To test the above possibility, we examined the potential contribution of cell cycle stage. Firstly, we synchronized the cells at G1/S or G2/M phase and then examined TGF-β1 induced EMT and apoptosis. Interestingly, we observed TGF-β1-induced EMT in both unsynchronized cells and those synchronized at G1/S phase, whereas TGF-β1 did not induce EMT in cells synchronized at G2/M phase 6. The results were confirmed by either morphological alterations or molecular marks of EMT. Consistently, synchronization of cells at G1/S phase markedly reduced apoptotic response of cells, and in sharp contrast, a dramatic increase of apoptosis was induced in cells synchronized at G2/M phase as measured by fluorescence-activated cell sorter (FACS) and DNA fragmentation assays. These results indicate that TGF-β1-induced apoptosis and EMT are closely related with the cell cycle stage; apoptosis was induced mostly in cells at G2/M phase, whereas EMT was only induced in cells at G1/S phase. In addition, TGF-β1-induced caspase activity in cells synchronized at G2/M phase is significantly higher than in cells synchronized at G1/S phase, and inhibition of apoptosis by a caspase inhibitor has no effect on TGF-β1-induced EMT. These data indicate that TGF-β1-induced concurrent apoptosis and EMT are independent of each other.

TGF-β1-induced EMT of cells at G1/S phase explained how some cells survived after the TGF-β1 treatment under the same condition. It is understandable that in regular cell cultures without synchronization, cells are highly heterogeneous in terms of cell cycle phases and will therefore respond differentially to TGF-β1, leading to different cell fates. It has been widely known that growth arrest is required for cells to undergo differentiation. As TGF-β1-induced EMT occurred in G1/S phase, TGF-β1-induced G1/S phase growth arrest may provide cells a precondition for undergoing EMT. This possibility is supported by our finding that TGF-β1 also induces EMT in several other epithelial cells (MDCK, A-549, Mv1Lu), because TGF-β1 can strongly inhibit the proliferation of all these cell lines. This fact also raises another possibility: the true nature of TGF-β-induced growth arrest of epithelial cells is to induce EMT. In other words, the fundamental role of TGF-β in these cells may be the induction of EMT, but not growth arrest.

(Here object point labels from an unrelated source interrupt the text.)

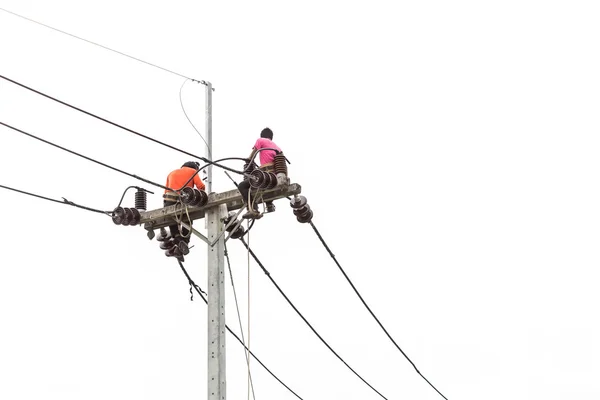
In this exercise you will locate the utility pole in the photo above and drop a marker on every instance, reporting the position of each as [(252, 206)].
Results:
[(216, 210), (216, 303)]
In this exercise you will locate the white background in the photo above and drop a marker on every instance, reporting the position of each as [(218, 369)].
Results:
[(449, 151)]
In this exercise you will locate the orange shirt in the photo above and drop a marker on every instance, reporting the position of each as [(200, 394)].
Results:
[(179, 177)]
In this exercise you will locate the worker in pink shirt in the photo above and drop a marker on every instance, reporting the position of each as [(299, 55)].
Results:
[(267, 150)]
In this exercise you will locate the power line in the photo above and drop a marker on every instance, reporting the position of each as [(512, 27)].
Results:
[(369, 309), (306, 321), (85, 157), (237, 307), (200, 292), (120, 126), (190, 121), (65, 201), (99, 45)]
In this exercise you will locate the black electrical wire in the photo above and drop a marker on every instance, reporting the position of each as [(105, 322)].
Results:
[(65, 201), (237, 307), (369, 309), (306, 321), (121, 126), (99, 45), (200, 291), (190, 121), (85, 157)]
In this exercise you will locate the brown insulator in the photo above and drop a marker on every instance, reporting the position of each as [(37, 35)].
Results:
[(304, 218), (128, 217), (118, 214), (136, 216), (201, 198), (238, 233), (273, 181), (280, 164), (298, 202), (140, 199)]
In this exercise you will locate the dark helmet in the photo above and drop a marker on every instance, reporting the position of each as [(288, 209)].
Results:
[(267, 133), (192, 164)]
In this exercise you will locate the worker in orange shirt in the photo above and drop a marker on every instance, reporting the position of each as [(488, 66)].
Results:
[(177, 244)]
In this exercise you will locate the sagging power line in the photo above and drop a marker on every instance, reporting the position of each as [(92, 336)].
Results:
[(64, 201), (204, 159), (201, 293), (306, 321), (102, 46), (369, 308)]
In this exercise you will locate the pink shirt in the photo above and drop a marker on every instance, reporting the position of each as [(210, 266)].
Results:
[(266, 156)]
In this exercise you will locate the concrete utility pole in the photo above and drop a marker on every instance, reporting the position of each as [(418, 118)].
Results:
[(216, 303), (215, 211)]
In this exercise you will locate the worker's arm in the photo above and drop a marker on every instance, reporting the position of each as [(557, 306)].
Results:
[(253, 154)]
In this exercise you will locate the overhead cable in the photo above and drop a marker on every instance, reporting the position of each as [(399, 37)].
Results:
[(369, 309), (306, 321), (99, 45), (237, 307), (190, 121), (120, 126), (85, 157), (200, 292), (64, 201)]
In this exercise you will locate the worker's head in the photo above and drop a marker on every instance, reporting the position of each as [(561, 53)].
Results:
[(267, 133), (192, 164)]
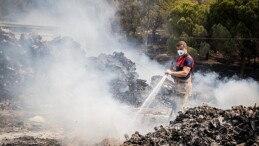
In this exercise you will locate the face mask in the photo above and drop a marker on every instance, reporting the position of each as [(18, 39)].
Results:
[(180, 52)]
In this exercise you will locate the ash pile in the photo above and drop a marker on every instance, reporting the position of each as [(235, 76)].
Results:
[(21, 58), (205, 125), (125, 84)]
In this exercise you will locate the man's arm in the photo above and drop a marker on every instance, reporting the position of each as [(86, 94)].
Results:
[(183, 73)]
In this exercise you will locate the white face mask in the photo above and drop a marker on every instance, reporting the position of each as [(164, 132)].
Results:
[(180, 52)]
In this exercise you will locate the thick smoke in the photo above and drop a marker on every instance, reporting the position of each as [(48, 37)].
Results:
[(64, 90), (224, 92), (70, 95)]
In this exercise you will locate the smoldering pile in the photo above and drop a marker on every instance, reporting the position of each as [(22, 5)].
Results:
[(21, 58), (205, 125)]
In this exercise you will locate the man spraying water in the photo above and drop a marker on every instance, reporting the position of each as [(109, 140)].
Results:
[(181, 72)]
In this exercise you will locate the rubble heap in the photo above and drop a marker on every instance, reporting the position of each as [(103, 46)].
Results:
[(125, 85), (205, 125)]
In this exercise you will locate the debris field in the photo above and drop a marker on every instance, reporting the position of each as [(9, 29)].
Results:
[(205, 125)]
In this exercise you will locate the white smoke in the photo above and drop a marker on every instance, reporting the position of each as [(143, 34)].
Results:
[(65, 92), (78, 99), (226, 92)]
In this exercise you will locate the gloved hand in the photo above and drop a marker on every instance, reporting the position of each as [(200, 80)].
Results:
[(168, 72)]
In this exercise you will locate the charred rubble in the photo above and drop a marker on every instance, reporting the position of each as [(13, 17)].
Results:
[(20, 60), (205, 125), (125, 86)]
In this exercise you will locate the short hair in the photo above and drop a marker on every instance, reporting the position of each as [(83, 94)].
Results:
[(182, 43)]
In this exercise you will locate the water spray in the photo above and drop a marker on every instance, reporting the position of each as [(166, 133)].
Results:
[(150, 97)]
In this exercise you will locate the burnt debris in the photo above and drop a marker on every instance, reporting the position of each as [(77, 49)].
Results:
[(205, 125)]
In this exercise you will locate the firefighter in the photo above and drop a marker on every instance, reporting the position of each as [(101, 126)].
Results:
[(181, 72)]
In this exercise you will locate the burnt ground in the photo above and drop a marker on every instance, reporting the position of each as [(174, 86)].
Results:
[(227, 68), (18, 128)]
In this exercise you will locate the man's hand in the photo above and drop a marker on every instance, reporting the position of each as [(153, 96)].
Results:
[(168, 72)]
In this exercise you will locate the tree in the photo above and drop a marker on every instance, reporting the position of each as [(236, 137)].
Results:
[(240, 19)]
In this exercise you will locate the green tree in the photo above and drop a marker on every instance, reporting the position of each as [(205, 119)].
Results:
[(240, 19), (187, 21)]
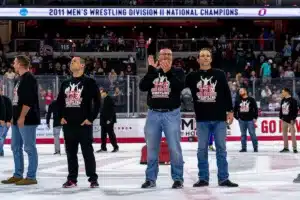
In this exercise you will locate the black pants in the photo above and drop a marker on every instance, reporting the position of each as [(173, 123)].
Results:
[(108, 129), (83, 135)]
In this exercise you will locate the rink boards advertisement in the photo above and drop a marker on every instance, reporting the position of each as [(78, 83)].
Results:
[(132, 130)]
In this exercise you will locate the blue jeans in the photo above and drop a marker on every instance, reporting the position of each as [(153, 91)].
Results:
[(27, 136), (3, 133), (169, 123), (219, 129), (211, 139), (244, 126)]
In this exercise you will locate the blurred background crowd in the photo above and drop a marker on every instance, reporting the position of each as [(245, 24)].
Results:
[(263, 55)]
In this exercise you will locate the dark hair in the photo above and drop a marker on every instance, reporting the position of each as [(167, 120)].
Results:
[(205, 49), (24, 61), (287, 90)]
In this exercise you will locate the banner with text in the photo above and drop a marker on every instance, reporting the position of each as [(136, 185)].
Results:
[(148, 12), (134, 128)]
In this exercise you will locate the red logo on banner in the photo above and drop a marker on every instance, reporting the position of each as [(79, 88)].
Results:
[(262, 12)]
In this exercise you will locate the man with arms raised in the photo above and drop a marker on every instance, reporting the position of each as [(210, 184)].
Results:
[(164, 84), (213, 107)]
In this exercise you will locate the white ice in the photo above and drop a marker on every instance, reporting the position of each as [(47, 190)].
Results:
[(266, 175)]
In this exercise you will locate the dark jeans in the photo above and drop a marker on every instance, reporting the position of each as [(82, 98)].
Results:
[(244, 126), (108, 129), (204, 129), (83, 135), (169, 123)]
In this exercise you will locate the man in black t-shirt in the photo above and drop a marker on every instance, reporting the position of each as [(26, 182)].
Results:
[(26, 118), (78, 104), (214, 111), (164, 84)]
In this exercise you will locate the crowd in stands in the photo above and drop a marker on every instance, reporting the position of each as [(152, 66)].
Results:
[(140, 2), (245, 60)]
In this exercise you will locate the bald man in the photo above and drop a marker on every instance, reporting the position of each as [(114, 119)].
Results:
[(78, 105), (164, 84)]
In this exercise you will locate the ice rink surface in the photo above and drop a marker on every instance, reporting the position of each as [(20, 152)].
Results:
[(267, 175)]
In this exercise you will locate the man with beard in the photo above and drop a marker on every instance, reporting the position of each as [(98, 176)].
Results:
[(246, 112), (26, 118), (164, 84), (78, 104), (213, 107)]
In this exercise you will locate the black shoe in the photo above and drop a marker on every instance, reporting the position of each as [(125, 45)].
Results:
[(177, 185), (69, 184), (201, 183), (295, 151), (94, 184), (149, 184), (284, 150), (101, 150), (228, 183)]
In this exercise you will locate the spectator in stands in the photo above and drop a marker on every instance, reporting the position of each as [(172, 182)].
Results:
[(265, 71)]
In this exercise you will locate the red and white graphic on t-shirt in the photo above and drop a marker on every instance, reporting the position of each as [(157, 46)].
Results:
[(15, 95), (244, 106), (73, 95), (207, 90), (285, 108), (161, 87)]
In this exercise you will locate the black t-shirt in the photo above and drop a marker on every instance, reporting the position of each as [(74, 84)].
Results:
[(164, 89), (26, 93), (211, 94), (79, 99)]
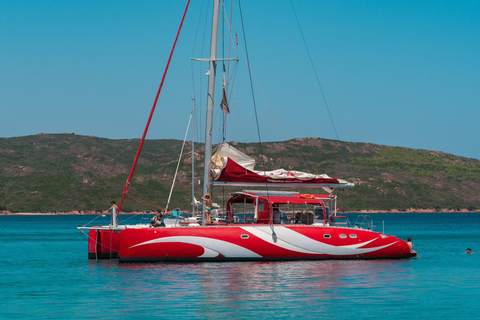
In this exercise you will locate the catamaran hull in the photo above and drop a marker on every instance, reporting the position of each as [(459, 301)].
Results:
[(256, 243)]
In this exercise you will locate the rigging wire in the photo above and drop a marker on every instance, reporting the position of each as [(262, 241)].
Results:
[(320, 86), (178, 163), (255, 110), (152, 111)]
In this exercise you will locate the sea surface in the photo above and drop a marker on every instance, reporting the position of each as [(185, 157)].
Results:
[(45, 274)]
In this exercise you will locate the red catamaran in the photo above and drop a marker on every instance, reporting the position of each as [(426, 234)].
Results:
[(256, 224)]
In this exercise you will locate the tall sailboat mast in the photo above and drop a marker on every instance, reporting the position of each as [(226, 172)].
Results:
[(210, 102)]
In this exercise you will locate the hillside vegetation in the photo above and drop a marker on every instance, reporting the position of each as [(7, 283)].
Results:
[(67, 172)]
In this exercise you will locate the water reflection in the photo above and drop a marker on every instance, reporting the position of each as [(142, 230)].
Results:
[(272, 284)]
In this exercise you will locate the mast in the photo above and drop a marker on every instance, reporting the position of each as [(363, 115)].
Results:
[(210, 102)]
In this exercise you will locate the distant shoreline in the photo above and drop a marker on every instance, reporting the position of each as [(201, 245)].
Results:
[(72, 213)]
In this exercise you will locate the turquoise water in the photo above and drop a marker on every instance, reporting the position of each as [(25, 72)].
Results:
[(45, 273)]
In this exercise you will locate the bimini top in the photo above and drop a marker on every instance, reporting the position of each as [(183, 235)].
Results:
[(279, 197), (231, 166)]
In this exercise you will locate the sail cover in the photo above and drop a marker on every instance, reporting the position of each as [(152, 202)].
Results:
[(233, 167)]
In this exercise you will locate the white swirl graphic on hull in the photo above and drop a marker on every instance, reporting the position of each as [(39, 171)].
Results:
[(286, 237), (212, 247)]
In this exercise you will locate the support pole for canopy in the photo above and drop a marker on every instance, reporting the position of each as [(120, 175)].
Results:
[(210, 102), (151, 112)]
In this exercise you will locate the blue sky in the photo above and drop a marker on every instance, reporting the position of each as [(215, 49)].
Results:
[(399, 73)]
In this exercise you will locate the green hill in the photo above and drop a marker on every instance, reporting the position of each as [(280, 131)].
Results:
[(66, 172)]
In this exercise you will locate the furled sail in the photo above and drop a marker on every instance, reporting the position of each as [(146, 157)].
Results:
[(233, 167)]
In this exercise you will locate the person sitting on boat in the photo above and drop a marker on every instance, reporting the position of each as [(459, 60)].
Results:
[(208, 207), (157, 219), (410, 245), (114, 210), (277, 214), (177, 212)]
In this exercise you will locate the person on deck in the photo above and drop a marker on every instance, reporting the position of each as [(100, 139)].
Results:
[(157, 219), (410, 245), (208, 208), (113, 209), (277, 214)]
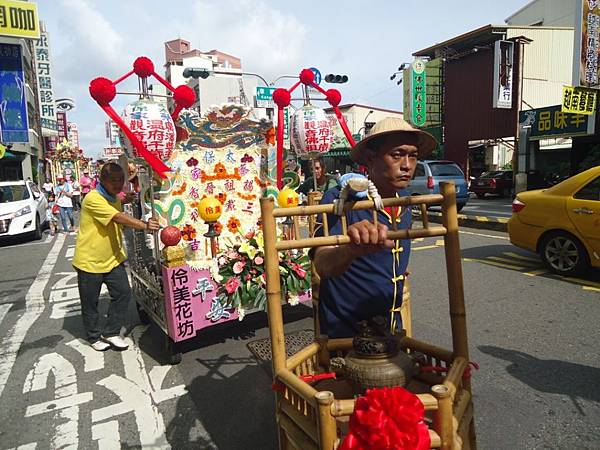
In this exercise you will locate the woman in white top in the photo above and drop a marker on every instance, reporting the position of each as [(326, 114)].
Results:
[(64, 194)]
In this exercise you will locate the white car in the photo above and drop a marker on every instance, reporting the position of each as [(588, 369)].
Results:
[(22, 209)]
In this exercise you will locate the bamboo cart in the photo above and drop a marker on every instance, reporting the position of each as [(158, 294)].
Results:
[(315, 416)]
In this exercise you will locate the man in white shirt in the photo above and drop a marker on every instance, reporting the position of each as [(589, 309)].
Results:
[(64, 194)]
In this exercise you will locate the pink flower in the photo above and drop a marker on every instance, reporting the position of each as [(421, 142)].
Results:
[(297, 268), (238, 267), (232, 285)]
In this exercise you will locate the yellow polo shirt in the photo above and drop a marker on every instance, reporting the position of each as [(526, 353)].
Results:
[(99, 247)]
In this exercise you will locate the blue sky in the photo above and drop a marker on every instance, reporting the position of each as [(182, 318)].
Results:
[(367, 40)]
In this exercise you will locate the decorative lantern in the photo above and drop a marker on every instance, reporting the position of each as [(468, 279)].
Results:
[(170, 236), (152, 124), (287, 198), (311, 133), (210, 210)]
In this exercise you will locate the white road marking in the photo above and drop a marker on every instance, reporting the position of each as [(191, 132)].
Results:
[(107, 435), (4, 308), (92, 360), (139, 394), (34, 306), (66, 399)]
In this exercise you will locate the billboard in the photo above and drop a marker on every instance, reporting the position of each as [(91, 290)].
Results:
[(587, 44), (503, 74), (19, 19), (45, 89), (13, 104)]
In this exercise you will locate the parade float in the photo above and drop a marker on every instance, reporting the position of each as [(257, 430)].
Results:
[(68, 160), (202, 177)]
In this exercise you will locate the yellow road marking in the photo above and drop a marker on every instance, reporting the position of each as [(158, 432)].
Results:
[(510, 261), (525, 258), (493, 263), (582, 282), (534, 273), (425, 247), (484, 235)]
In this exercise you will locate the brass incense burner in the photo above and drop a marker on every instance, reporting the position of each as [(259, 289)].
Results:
[(375, 360)]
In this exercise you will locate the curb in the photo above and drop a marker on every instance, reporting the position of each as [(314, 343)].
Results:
[(482, 222)]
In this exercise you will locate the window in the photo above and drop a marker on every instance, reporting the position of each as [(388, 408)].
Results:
[(445, 170), (419, 171), (590, 191), (13, 193)]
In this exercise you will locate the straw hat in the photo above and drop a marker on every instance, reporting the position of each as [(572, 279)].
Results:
[(390, 126)]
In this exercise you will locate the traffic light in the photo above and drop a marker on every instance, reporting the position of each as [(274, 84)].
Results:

TGF-β1-induced apoptosis and EMT could be mutually exclusive processes in physiological context, because these two events have been shown to contribute differentially to the effects of TGF-β on tumor progression and embryonic development. TGF-β-induced EMT leads to migration and invasion of local epithelial cells. This results in an escape of apoptotic fates of these cells, and is important for organogenesis and tumor metastasis. Our studies indicate that the different effects of TGF-β can take place simultaneously. It is thus highly possible that TGF-β's double effects (induction of growth arrest/apoptosis and EMT) are not necessarily dependent on the stages of cancer development and embryogenesis, as its net effect is contingent on the cellular context and the specific state of cells. The sensitivity of tumor cells to TGF-β may be on one hand determined by the genetic basis, such as gene mutation, TGF-β receptor deletion or other alterations, and on the other hand determined by the cell cycle state. In early embryogenesis, the differentiation, migration or apoptotic responses to TGF-β may also be regulated, at least partly, by the cell cycle stage. Thus, in addition to specific components of the TGF-β signaling pathway, cell cycle phase could also be a factor in the consideration of strategies of clinical therapy, including the cancer treatment. These findings provided a new insight into the mechanism of TGF-β-mediated apoptosis and EMT, and unveiled the mystical nature of cellular responses to TGF-β treatment, which is of great importance in understanding the multifunctional effects of TGF-β and how different cellular fates of the same cell type could be induced.